The Central Board of Direct Taxes (‘CBDT’) on March 31, 2026, issued two Notifications, making amendments to the Indian Income-tax Rules, 1962 (‘1962 Rules’) and the Income-tax Rules, 2026 (‘2026 Rules’), to restore the grandfathering of investments made prior to April 1, 2017, and excluding the applicability of the General Anti-Avoidance Rule (‘GAAR’) in respect of such investments. The present alert captures the legal position pre and post the Notifications issued by the CBDT.
Legal Position Prior to SC’s Decision in AAR vs. Tiger Global International II Holdings[1]:
i. India codified the doctrine of ‘substance over form’ by introducing the GAAR under Chapter X-A of the Indian Income-tax Act, 1961 (‘1961 Act’), effective for Assessment Year 2018-19 onwards. GAAR vested sweeping powers with the Revenue to declare an arrangement as an ‘impermissible avoidance arrangement’ and, consequently, deny a ‘tax benefit’, including a benefit under an applicable Double Taxation Avoidance Agreement (‘DTAA’);
ii. The 1961 Act and the 1962 Rules provided for certain exceptions from the applicability of GAAR. For instance, gains arising from transfer of investments made before April 1, 2017[2] were specifically kept outside the scope of GAAR and thus, were grandfathered; and
iii. However, GAAR could still be applied to an ‘arrangement’ put in place before April 1, 2017, that yielded a tax benefit on or after April 1, 2017.[3] Having regard to the construct of the 1961 Act and the 1962 Rules, the interpretation that prevailed was that GAAR applied to all cases, except cases involving transfer of an investment made before April 1, 2017.

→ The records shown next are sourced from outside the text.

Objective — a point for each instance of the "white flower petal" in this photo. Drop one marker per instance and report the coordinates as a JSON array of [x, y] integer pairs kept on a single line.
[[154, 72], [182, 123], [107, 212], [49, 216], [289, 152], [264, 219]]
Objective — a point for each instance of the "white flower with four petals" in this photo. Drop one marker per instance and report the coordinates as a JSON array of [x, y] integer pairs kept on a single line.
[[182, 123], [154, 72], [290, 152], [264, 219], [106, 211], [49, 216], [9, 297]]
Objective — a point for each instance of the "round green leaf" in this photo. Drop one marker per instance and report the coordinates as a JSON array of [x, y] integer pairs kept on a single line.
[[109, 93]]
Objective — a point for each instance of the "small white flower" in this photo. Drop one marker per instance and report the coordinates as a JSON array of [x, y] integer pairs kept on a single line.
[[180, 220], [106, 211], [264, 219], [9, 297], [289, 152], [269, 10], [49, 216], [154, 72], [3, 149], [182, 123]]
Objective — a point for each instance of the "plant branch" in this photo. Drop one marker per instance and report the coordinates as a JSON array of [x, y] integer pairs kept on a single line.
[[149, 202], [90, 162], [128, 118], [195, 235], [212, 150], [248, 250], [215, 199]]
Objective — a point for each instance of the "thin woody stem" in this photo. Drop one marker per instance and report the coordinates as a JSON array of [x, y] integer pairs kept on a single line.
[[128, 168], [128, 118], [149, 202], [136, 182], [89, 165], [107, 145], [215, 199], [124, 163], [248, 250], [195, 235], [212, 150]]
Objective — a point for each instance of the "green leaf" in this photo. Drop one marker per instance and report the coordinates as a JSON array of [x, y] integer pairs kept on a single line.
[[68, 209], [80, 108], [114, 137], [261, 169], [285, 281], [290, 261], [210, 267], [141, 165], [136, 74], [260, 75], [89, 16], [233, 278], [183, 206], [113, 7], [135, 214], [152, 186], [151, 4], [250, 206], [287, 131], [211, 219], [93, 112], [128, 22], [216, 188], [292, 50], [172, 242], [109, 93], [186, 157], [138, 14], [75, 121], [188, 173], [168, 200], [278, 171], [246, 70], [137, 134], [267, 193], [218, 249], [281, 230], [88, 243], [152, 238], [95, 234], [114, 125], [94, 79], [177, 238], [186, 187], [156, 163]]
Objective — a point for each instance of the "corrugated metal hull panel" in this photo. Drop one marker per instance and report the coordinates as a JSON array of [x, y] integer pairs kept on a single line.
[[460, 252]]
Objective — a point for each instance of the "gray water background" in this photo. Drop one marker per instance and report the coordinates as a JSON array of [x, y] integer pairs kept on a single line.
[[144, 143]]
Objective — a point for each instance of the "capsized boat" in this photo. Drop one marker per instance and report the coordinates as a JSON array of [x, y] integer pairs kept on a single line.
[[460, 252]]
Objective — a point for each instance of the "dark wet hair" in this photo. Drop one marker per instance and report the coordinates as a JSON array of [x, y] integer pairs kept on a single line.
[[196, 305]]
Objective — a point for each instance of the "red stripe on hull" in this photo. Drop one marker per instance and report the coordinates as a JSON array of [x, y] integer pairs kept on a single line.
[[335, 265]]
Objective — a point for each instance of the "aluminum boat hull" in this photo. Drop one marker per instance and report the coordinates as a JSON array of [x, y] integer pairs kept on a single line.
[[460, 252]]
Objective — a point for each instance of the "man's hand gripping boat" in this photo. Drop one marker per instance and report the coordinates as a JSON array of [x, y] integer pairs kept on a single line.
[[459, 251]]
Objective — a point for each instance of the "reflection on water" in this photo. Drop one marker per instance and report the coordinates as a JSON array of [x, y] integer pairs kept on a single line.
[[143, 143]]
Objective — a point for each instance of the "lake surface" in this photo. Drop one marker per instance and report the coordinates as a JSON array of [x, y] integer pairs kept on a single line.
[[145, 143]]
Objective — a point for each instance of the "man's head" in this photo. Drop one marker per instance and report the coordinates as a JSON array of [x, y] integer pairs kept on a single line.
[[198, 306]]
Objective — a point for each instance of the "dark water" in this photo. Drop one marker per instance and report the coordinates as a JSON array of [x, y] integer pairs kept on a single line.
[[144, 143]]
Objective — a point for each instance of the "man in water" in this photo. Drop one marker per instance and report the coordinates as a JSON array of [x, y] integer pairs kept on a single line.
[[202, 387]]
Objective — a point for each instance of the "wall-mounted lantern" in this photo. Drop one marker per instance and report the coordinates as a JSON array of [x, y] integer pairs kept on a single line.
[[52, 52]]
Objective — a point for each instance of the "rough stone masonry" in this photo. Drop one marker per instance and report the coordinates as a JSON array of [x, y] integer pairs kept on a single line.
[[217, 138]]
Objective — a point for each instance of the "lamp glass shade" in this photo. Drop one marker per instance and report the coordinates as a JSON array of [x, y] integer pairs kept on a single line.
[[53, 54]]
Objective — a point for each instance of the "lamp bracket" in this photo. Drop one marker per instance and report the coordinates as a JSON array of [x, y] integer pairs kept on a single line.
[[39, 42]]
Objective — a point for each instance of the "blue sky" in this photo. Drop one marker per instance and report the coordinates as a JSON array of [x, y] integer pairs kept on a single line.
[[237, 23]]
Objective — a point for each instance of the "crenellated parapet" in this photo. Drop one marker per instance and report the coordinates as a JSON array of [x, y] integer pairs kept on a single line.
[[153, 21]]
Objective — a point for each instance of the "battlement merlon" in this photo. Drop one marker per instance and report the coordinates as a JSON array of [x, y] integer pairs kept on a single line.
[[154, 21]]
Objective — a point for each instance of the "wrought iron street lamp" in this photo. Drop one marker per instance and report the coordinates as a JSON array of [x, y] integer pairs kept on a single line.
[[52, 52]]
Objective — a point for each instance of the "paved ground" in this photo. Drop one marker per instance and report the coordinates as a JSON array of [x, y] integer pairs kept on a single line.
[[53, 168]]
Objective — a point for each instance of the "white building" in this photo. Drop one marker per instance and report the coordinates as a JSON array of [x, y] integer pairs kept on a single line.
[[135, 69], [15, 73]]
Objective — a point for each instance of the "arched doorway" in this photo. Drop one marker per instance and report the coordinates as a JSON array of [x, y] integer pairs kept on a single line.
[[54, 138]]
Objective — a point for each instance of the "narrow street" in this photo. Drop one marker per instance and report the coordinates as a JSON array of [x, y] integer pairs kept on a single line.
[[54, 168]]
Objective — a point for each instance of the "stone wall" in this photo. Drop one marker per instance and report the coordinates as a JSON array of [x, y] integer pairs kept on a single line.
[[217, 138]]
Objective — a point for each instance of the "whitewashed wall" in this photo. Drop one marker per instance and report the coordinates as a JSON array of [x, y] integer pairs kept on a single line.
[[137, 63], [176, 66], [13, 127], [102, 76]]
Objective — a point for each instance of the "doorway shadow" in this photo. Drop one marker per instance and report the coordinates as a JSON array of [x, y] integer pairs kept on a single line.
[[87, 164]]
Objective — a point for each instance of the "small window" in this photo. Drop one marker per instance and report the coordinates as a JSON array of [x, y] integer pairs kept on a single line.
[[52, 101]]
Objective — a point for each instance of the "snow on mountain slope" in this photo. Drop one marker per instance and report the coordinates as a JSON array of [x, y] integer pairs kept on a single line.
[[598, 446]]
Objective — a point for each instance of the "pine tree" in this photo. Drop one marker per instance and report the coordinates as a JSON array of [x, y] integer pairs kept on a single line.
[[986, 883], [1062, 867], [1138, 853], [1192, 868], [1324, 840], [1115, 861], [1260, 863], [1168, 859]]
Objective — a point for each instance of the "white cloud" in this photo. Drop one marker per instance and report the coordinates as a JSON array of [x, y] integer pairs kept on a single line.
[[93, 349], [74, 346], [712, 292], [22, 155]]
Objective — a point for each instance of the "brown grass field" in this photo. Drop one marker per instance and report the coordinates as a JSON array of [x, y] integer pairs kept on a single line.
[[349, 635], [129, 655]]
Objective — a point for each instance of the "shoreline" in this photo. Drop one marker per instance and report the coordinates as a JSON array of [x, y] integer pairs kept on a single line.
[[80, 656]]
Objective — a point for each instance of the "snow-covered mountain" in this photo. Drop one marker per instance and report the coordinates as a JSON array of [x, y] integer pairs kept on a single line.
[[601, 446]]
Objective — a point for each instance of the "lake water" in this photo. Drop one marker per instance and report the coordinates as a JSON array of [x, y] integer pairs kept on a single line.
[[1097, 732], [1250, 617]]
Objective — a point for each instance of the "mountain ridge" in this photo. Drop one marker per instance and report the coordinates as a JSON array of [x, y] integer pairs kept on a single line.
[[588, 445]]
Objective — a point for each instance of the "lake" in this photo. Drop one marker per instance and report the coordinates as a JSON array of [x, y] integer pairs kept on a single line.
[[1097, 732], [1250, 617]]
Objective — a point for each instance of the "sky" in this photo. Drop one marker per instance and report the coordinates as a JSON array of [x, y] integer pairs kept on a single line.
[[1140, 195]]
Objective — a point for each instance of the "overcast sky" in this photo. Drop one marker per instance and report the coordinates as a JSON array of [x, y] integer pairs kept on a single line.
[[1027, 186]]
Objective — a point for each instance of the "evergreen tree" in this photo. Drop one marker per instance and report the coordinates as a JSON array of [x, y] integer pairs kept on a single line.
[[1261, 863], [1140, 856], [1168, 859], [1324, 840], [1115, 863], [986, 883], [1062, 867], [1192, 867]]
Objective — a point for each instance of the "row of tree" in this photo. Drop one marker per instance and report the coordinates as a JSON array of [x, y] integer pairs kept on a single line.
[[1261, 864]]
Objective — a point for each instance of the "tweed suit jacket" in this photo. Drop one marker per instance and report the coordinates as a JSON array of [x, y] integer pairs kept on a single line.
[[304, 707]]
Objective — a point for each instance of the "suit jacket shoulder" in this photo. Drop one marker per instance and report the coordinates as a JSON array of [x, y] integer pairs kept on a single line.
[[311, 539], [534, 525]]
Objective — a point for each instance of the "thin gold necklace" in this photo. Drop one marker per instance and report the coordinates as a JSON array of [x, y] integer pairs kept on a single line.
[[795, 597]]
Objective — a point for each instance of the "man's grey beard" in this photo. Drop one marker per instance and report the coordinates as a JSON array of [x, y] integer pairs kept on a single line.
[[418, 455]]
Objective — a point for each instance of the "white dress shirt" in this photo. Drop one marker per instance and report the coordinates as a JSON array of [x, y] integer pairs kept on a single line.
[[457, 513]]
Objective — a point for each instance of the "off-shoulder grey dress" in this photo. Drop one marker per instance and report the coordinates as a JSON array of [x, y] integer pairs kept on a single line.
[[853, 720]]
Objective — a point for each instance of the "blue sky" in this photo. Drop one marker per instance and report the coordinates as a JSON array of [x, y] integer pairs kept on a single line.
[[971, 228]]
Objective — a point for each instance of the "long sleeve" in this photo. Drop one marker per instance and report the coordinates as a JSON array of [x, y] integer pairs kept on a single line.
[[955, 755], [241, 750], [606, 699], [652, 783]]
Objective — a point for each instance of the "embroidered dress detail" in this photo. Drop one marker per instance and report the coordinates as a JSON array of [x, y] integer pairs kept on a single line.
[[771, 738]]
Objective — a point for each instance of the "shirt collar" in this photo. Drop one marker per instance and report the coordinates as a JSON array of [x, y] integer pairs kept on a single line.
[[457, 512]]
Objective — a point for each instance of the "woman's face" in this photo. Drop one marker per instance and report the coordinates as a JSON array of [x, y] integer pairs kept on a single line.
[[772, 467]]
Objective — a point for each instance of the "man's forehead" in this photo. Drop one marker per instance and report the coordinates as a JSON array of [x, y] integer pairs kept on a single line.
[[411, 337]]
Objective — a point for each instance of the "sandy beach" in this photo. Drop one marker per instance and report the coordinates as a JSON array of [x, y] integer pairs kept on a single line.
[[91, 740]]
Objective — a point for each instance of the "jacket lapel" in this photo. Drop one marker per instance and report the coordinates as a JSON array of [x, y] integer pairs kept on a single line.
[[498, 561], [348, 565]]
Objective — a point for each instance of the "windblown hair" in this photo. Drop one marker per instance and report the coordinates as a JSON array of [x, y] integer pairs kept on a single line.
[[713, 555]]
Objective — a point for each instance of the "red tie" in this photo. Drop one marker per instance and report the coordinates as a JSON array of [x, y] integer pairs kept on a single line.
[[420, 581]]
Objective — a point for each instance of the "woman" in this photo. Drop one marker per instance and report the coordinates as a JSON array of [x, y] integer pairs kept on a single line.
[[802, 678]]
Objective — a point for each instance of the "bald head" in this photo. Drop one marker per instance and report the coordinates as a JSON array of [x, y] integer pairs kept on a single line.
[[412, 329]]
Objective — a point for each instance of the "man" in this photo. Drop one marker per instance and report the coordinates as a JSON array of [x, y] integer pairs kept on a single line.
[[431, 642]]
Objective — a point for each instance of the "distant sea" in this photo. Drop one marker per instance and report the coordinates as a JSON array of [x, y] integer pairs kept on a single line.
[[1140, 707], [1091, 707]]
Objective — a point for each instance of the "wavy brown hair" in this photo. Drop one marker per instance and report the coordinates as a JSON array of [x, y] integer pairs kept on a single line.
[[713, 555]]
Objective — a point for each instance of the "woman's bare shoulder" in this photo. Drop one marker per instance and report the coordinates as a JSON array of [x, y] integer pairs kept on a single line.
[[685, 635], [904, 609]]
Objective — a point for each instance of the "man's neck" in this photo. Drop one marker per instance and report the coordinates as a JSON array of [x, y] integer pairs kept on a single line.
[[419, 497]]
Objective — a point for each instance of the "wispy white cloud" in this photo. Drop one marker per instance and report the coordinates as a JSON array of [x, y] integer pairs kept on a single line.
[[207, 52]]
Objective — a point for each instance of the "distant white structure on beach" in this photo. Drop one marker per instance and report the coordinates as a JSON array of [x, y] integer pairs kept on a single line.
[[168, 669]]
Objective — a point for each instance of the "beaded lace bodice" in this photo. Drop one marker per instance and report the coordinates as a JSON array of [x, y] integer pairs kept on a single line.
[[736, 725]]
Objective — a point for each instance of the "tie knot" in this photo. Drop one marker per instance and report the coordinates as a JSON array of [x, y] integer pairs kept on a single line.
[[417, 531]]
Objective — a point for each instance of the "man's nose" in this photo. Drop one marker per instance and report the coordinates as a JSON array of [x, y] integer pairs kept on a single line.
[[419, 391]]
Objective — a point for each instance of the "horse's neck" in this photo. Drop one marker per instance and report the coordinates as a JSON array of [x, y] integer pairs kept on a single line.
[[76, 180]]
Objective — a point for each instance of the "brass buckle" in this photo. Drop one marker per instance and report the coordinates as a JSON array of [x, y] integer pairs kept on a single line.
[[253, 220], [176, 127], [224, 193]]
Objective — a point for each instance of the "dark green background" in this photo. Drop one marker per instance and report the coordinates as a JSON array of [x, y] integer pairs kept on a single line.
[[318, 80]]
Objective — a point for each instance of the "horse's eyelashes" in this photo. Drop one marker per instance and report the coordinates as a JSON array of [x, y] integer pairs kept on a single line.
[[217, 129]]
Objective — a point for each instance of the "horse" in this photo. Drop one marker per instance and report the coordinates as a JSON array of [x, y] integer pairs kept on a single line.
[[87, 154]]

Legal Position in Tiger Global:
i. The interpretation above was negated by the Supreme Court (‘SC’) in Tiger Global, which was pronounced on January 15, 2026;
ii. The SC observed that GAAR can be invoked even where the investment pre-dates April 1, 2017, irrespective that the exit may be post April 1, 2017. Further, the SC observed that GAAR was applicable in all cases where a tax benefit is obtained after April 1, 2017; and
iii. Hence, as a result of Tiger Global, investments made before April 1, 2017 were not shielded from scrutiny under GAAR.
Current Legal Position:
i. With effect from April 1, 2026, the 1961 Act and 1962 Rules stand repealed and substituted by the Income-tax Act, 2025 (‘2025 Act’) and the 2026 Rules, respectively;
ii. Even though the provisions relating to GAAR were retained in their original format in the first instance, recently, on March 31, 2026, the CBDT issued two Notifications[4] (‘Notifications’), amending the language of the exception from the applicability of GAAR, both under the 1962 Rules and the 2026 Rules. The 1962 Rules were amended since the 2025 Act contains a ‘Repeal and Savings’ clause under Section 536, in respect of all pending proceedings; and
iii. By way of the Notifications, it has now been clarified that GAAR will not apply in cases involving investments made before April 1, 2017. Consequently, all investments made before April 1, 2017, and transfer of which happens after such date are shielded from scrutiny under GAAR, thereby, reinforcing grandfathering of investments made prior to April 1, 2017. Be that as it may, on account of the various observations in Tiger Global, it would still be open to the Revenue to invoke the judicially developed doctrine of ‘substance over form’, or Limitation of Benefit clause/ Specific Anti-Avoidance Rule contained in an applicable DTAA, to deny any tax benefit de hors of the inapplicability of GAAR. Given the decision of the SC, the position which remains is that a Tax Residency Certificate by itself would not be sufficient for claiming any benefit under an applicable DTAA.
[1] [2026] 485 ITR 214 (Supreme Court).
[2] Rule 10U(1)(d) of the 1962 Rules.
[3] Rule 10U(2) of the 1962 Rules.
[4] Notification No. 54/2026/F. No. 370142/15/2026-TPL, amending the 1962 Rules and Notification No. 55/2026/F. No. 370142/15/2026-TPL, amending the 2026 Rules.